Deutschland erwägt Verlängerung der Atomkraftwerke
Di., 19. Juli 2022

Berlin — Wie das deutsche Wirtschaftsministerium am Montag mitteilte, erwägt Deutschland, die Laufzeit seiner drei verbleibenden Kernkraftwerke zu verlängern. Dies könnte ein außergewöhnlicher Schritt sein, da sich die Verantwortlichen in Berlin mit der Möglichkeit eines russischen Gaslieferstopps auseinandersetzen.
Die Verlängerung der Laufzeit der Atomkraftwerke des Landes wäre eine abrupte und höchst umstrittene Abkehr von den Plänen der Regierung, die verbleibenden Anlagen bis Ende 2022 abzuschalten.
Dies würde auch im Widerspruch zu einer im März veröffentlichten Bewertung des deutschen Umwelt- und Wirtschaftsministeriums stehen, die eine Verlängerung der Laufzeit der Kernkraftwerke ablehnt.
In dieser Bewertung wurden “rechtliche, genehmigungs- und versicherungstechnische Probleme” sowie hohe Wartungskosten als Hauptgründe gegen einen Weiterbetrieb der Anlagen angeführt.
Doch die Befürchtung, dass Russland die Lieferungen über die wichtige Gaspipeline Nord Stream 1, die Anfang des Monats wegen Wartungsarbeiten abgeschaltet wurde, nicht wieder aufnehmen könnte, hat den Befürwortern der Kernenergie in Deutschland neue Nahrung gegeben.
Am Montag erklärte ein Sprecher des deutschen Wirtschafts- und Klimaministeriums gegenüber Reportern, dass die Stromnetzbetreiber im Zuge der aktuellen Energiekrise eine zweite Bewertung angefordert hätten.
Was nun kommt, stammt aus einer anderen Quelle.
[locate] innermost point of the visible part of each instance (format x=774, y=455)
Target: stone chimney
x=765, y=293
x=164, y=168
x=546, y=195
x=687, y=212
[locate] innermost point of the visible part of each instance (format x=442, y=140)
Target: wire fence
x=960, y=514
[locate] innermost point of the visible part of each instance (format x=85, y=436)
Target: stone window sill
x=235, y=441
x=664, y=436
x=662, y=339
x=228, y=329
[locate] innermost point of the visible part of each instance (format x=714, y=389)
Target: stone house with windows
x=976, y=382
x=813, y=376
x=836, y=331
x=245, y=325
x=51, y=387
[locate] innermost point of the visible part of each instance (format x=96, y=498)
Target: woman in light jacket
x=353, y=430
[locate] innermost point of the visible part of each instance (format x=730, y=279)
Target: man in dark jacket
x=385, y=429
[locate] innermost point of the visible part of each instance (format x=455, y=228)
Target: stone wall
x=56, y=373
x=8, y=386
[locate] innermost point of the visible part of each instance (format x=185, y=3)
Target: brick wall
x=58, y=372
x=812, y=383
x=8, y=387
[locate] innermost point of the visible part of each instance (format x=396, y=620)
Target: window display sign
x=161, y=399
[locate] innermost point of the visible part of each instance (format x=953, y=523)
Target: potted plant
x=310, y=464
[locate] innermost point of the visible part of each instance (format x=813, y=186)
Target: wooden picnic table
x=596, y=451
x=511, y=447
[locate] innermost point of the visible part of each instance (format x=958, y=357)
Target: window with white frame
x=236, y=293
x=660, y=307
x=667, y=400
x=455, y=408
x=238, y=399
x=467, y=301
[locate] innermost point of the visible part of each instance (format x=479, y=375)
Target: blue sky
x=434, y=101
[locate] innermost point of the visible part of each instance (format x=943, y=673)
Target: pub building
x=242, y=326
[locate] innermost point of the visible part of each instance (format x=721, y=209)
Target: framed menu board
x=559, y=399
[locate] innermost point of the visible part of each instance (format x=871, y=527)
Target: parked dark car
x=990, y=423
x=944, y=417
“Die Frage der Kernkraftwerke war für die Bundesregierung von Anfang an keine ideologische, sondern eine rein technische Frage, die von Experten geprüft wurde und nun unter verschärften Bedingungen erneut geprüft wird”, so der Sprecher.
Die zweite Prüfung wird strenger sein als die erste und “wird die möglichen Auswirkungen höherer Gaspreise auf die Strompreise, schwerwiegendere Gasversorgungsausfälle und einen Produktionsstopp in französischen Kernkraftwerken berücksichtigen”, heißt es in einem Dokument des Wirtschaftsministeriums, das Reuters vorliegt.
Die Ergebnisse der neuen Bewertung werden in einigen Wochen erwartet.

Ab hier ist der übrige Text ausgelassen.